Masalah ini tetap sensitif bagi beberapa produsen unit daya oleh alasan berbeda. Ferrari terus fokus secara intensif pada ADUO – di balik layar selama beberapa minggu terakhir – sementara Audi dan Honda secara utama khawatir tentang investasi tambahan yang mungkin diperlukan oleh penyempurnaan yang potensial.
Setiap perubahan memerlukan suara supermajoritas di antara produsen unit daya – empat dari enam produsen harus memberikan suara setuju, dengan General Motors juga memiliki hak suara. Wajar untuk mengasumsikan bahwa raksasa Amerika itu akan sejalan dengan mitra mesin saat ini, Ferrari.

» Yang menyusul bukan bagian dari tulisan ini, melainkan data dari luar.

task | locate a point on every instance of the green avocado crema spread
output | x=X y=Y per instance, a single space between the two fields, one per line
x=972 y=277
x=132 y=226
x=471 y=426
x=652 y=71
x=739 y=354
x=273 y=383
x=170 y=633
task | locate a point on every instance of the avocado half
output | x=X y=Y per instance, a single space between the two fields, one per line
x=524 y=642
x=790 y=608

Tidak Ada Terobosan pada Perubahan Aturan Mesin F1
Beberapa pihak mengindikasikan di Kanada bahwa mereka menginginkan kejelasan mengenai perubahan mesin yang potensial secepat mungkin, tetapi sebelum Grand Prix Monaco, belum ada terobosan yang muncul, menegaskan kompleksitas politik dari rencana yang beberapa pembalap F1 pendukungnya secara publik – termasuk Max Verstappen.

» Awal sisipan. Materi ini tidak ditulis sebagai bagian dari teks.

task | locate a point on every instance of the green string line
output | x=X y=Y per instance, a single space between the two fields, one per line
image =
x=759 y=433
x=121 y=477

Perubahan Pendukung dan Uji Coba Musim Dingin Tambahan Disetujui
Rapat Komisi F1 Selasa menghasilkan hanya beberapa perubahan kecil, termasuk amendemen kecil pada komponen aerodinamis dan bodi.

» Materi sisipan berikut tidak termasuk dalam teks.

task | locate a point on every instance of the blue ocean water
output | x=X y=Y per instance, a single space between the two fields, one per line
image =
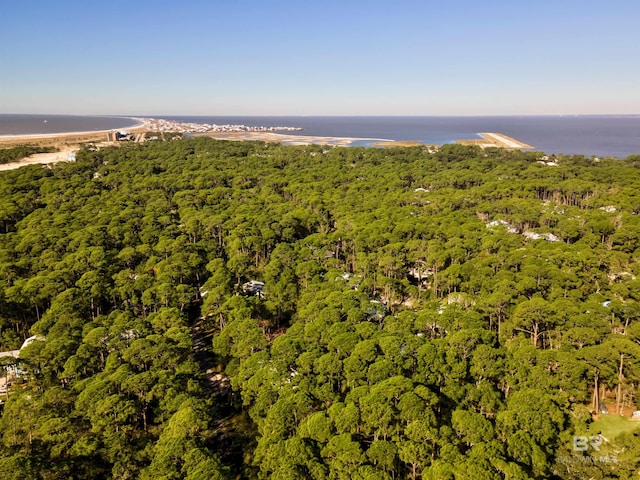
x=42 y=124
x=599 y=135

Di samping itu, proposal untuk memperpanjang uji coba musim dingin selama satu hari – meningkatkannya dari tiga menjadi empat hari – telah disetujui untuk musim depan. Lokasi belum dikonfirmasi. Bahrain tampaknya menjadi tempat yang paling mungkin berdasarkan beberapa tahun terakhir, meskipun itu akan tergantung pada perkembangan di Timur Tengah.
Tahun ini, F1 mengadakan enam hari resmi uji coba musim dingin di Bahrain, ditambah satu minggu shakedown di Barcelona. Program ekstensif itu merupakan satu kali saja karena revisi regulasi besar-besaran.
Terakhir, komisi menyetujui perubahan pada aturan Pengujian Mobil Sebelumnya (TPC). Hal ini terkait dengan kekhawatiran bahwa beberapa tim bisa menggunakan uji coba TPC tidak hanya untuk memberikan mileaj tambahan bagi pembalap muda, tetapi juga mengumpulkan pengetahuan yang mungkin berharga di masa depan.
Sebagai hasilnya, diputuskan untuk memberlakukan pembatasan pada uji coba TPC di lintasan yang dijadwalkan menjadi tuan rumah Grand Prix dalam waktu dekat, memastikan bahwa tim tidak menggunakan uji coba tersebut untuk tujuan selain memberikan waktu lintasan tambahan kepada pembalap muda.